Men who continue to resist granting their wives a divorce can even be sent to jail. One man spent 19 years in jail (until 2019) over his refusal to grant his wife a get. The problem was eventually resolved when the rabbinical court annulled the marriage.

Nonetheless, hundreds of men have managed to flee over the years to the US or other countries, where local rabbinical courts lack the authority to enforce effective punitive tools against them as they do in Israel.

Annulment, which ended the marriage of the husband who spent 19 years behind bars, has only been relevant in a handful of cases. Under Jewish law, annulment is only possible if a flaw is found in the marriage proceedings themselves.
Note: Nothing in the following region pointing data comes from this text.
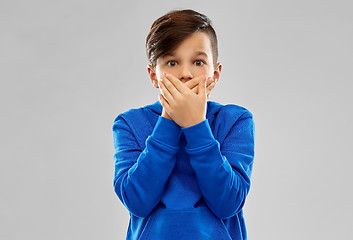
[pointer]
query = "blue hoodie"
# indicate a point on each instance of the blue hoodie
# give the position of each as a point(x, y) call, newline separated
point(184, 183)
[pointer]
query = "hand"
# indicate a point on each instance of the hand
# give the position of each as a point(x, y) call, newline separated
point(184, 106)
point(193, 85)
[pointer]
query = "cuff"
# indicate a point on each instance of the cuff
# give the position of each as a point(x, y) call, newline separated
point(198, 135)
point(167, 131)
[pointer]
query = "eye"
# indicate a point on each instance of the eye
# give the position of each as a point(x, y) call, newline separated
point(172, 63)
point(199, 62)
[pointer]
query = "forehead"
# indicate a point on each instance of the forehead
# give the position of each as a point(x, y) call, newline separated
point(198, 43)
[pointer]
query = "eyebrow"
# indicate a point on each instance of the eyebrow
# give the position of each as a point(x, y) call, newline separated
point(198, 53)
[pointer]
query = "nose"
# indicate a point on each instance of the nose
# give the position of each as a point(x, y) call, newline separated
point(185, 74)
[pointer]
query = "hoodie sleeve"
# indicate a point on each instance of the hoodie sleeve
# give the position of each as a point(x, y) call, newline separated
point(223, 172)
point(140, 175)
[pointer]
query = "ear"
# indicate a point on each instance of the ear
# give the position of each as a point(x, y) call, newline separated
point(153, 76)
point(217, 72)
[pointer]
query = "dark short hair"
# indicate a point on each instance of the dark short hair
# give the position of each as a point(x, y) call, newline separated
point(170, 30)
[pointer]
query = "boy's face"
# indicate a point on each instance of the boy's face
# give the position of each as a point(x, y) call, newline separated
point(191, 59)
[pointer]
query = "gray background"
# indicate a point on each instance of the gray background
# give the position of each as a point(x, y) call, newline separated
point(68, 68)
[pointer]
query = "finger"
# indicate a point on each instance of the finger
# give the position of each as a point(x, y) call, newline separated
point(175, 86)
point(202, 87)
point(164, 102)
point(192, 84)
point(165, 92)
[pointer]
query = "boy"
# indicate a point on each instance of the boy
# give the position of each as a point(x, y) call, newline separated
point(183, 164)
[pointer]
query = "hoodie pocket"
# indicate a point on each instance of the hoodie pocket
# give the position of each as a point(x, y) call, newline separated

But few rabbinical court judges are sufficiently well versed in this complex procedure to issue such rulings and make them stick.

The Chief Rabbinate has established a special department to deal with recalcitrant husbands, sending “get hunters” to locate them and pressure them to free their wives.

The Rabbinate points to a particularly complex case involving a member of an organized crime gang who fled Israel after serving out his jail term because he heard that a rival group was intending to kill him. The man disappeared, but a rabbinical court source told Al-Monitor, on condition of anonymity, that after several years, the “get hunters” located the man in a remote village in one of the former Soviet republics. The husband, stunned to discover the rabbinical envoys and his wife on his doorstep, initially refused to grant the divorce. He only agreed after the envoys hinted that his place of hiding would be leaked to the gang looking for him, freeing the wife from his chains if he were killed. He immediately acquiesced.

Still, the rabbinate concedes, there are any number of husbands living in Israel, whose whereabouts are known but nonetheless persist in their refusal to grant their wives a divorce. It attributes the problem to a lack of coordination between the religious courts and the civil ones, saying precious time is wasted in enforcing rabbinical measures against the husbands in contempt of its rulings, while the wives pay the price.